A dieci anni e otto mesi dalla morte di Marco Pantani, la verità sembra ancora molto lontana. La famiglia dell’ex ciclista non si è mai rassegnata, convinta com’è che loro figlio non si sia suicidato, bensì sia stato ucciso da qualcuno, che poi ha architettato una scena di follia all’interno della camera d’albergo presso la quale il ‘Pirata’ è stato trovato senza vita. Dopo il giallo sull’orario del decesso, con il fax del perito che indica un’ora diversa rispetto a quella assodata inizialmente, ora spunta anche un video inedito che confermerebbe la tesi della famiglia Pantani e del suo legale, secondo cui la scena del crimine sia stata contaminata e non tutte le prove siano state raccolte dagli esperti che sono stati chiamati a fare luce sull’accaduto.

Oggi, l’edizione delle 13 di ‘Sportmediaset’ ha mandato in onda uno spezzone di un video inedito: in tutto, il filmato consta di 51 minuti, su un totale di tre ore di sopralluogo nella stanza del Residence Le Rose in cui si trovava Pantani al momento del decesso. Già qui c’è qualcosa che non quadra e la Procura di Rimini, che ha aperto un fascicolo per fare luce sulla morte del ‘Pirata’, vuole vederci chiaro: se il sopralluogo è realmente stato di tre ore, il video dovrebbe avere la stessa durata, altrimenti si potrebbe pensare che sia stato “tagliato”. Perché?
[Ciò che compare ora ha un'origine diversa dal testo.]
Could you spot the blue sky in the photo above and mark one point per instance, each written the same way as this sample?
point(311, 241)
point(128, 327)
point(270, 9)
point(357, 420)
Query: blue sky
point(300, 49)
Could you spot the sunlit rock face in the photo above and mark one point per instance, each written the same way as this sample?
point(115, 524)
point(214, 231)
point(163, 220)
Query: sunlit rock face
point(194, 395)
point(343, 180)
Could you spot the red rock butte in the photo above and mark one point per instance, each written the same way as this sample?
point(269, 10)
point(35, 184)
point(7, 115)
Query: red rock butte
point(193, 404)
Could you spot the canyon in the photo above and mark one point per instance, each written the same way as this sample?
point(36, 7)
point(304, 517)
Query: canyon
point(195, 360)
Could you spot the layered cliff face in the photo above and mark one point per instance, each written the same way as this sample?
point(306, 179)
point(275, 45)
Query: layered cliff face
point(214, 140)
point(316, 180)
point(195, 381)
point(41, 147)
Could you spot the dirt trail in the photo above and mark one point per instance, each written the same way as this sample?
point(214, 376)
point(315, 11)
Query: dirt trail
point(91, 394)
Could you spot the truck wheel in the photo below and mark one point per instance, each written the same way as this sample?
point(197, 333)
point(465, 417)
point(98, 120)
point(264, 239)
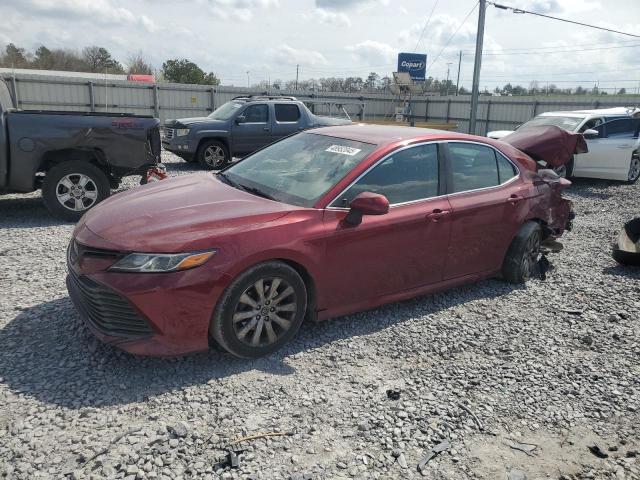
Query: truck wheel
point(522, 256)
point(71, 188)
point(213, 155)
point(260, 311)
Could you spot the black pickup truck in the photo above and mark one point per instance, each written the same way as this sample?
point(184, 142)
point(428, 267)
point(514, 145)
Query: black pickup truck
point(240, 127)
point(76, 158)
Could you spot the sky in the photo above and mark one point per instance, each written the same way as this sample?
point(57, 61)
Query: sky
point(269, 38)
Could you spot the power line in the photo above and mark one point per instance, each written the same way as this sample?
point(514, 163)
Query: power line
point(453, 35)
point(425, 25)
point(560, 51)
point(519, 10)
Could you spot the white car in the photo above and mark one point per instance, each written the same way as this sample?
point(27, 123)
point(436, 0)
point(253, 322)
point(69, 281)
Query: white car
point(612, 139)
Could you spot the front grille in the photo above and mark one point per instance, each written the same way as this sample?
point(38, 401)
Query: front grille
point(106, 310)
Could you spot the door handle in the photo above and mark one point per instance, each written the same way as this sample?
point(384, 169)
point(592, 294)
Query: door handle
point(437, 214)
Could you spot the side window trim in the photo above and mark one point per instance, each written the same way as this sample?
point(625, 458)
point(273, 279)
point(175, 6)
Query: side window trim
point(441, 187)
point(496, 152)
point(256, 105)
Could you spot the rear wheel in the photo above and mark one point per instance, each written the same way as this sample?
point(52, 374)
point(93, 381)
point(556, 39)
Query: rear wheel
point(213, 155)
point(522, 257)
point(71, 188)
point(634, 169)
point(260, 311)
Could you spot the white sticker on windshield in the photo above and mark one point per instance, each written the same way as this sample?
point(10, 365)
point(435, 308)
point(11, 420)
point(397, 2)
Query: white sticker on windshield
point(343, 150)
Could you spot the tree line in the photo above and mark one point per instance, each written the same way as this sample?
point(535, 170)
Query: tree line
point(98, 59)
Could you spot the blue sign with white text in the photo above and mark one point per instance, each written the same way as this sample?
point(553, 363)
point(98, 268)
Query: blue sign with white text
point(413, 63)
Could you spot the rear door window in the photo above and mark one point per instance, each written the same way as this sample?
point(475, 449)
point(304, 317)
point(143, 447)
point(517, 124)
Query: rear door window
point(287, 112)
point(475, 166)
point(257, 113)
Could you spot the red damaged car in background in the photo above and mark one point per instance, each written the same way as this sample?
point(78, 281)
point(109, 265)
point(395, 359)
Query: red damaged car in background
point(323, 223)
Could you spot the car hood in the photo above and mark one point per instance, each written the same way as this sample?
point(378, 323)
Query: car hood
point(180, 214)
point(498, 134)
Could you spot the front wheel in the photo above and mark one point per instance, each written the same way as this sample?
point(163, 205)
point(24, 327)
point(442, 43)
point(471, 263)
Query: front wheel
point(71, 188)
point(522, 257)
point(213, 155)
point(634, 169)
point(260, 311)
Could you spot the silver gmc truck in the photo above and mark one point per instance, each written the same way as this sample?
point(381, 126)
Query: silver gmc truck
point(238, 128)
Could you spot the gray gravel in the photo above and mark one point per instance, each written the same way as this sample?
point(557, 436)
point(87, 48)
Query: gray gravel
point(554, 364)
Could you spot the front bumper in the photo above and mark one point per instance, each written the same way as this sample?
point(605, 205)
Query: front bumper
point(163, 314)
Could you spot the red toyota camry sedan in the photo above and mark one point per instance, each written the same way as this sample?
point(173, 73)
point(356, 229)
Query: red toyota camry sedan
point(323, 223)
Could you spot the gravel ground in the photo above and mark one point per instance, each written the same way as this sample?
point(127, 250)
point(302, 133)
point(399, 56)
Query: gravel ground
point(486, 367)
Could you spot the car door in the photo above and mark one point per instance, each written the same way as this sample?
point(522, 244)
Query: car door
point(251, 129)
point(287, 120)
point(400, 250)
point(487, 203)
point(609, 155)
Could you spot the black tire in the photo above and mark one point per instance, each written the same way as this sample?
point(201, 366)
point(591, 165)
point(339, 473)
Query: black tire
point(521, 259)
point(213, 155)
point(95, 190)
point(228, 333)
point(634, 169)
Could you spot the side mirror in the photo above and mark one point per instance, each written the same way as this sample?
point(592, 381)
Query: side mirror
point(591, 133)
point(366, 203)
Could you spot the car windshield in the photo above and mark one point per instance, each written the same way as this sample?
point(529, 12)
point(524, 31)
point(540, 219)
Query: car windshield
point(300, 169)
point(226, 111)
point(568, 123)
Dallo spezzone del video mostrato dal ‘biscione’ e commentato in studio da Davide De Zan e in collegamento dal generale Garofalo, capo dei Ris di Parma dal 1995 al 2009, emergono dettagli per certi versi inquietanti. Sono passati oltre 10 anni e chiaramente le tecniche per raccogliere le prove sulla scena di un crimine oggi sono più all’avanguardia, ma dal filmato emerge una sostanziale incuria da parte delle persone, dovrebbero essere quattro, che hanno effettuato il primo sopralluogo. Si vedono chiaramente persone che vagano per la stanza senza protezione e toccano un po’ di tutto. Addirittura, qualcuno fa cadere delle posate per terra, che poi non vengono raccolte, ma filmate esattamente così come sono, quasi a voler far sembrare che fossero parte del caos trovato in albergo.
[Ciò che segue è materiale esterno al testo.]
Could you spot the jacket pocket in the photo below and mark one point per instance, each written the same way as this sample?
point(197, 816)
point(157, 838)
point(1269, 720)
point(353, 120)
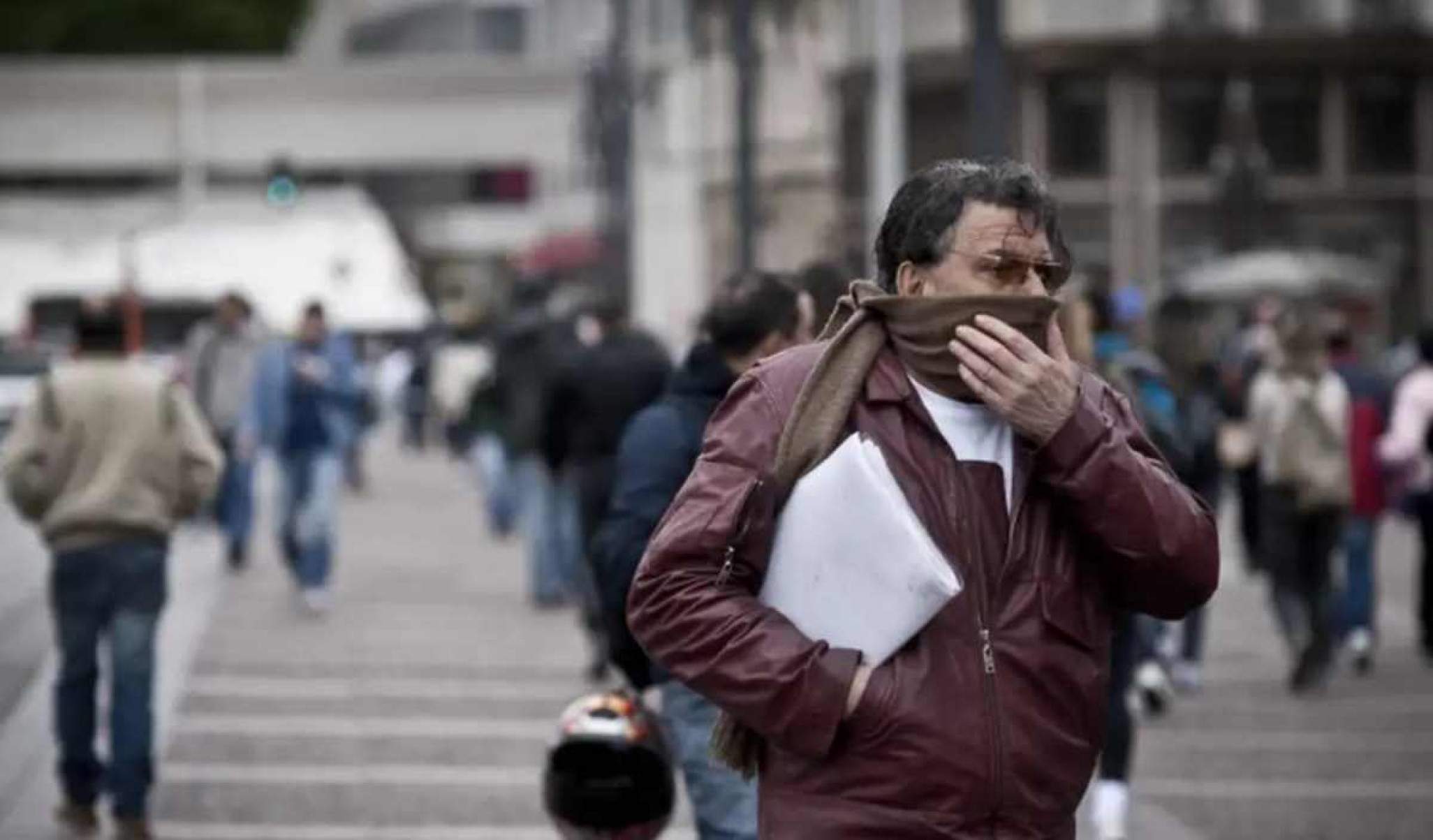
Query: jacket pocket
point(1065, 608)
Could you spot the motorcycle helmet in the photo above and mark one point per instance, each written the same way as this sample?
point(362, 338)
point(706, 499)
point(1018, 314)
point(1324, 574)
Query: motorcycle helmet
point(610, 776)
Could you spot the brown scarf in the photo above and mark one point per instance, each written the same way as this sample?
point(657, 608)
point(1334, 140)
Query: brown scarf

L’elemento che desta più scalpore, però, è una bottiglia d’acqua che potrebbe essere stata usata per far ingerire la cocaina a Pantani: il medico legale chiede di poterla toccare, ma gli dicono di lasciarla così dov’è. Fin qui tutto bene, meglio non contaminare anche quella. Peccato, però, che quella bottiglia non sia stata mai presa in esame per individuare oltre alle evidenti tracce di cocaina, eventuali impronte digitali. Incuria e approssimazione, in definitiva, che gettano nuove nubi sulle indagini effettuate a suo tempo.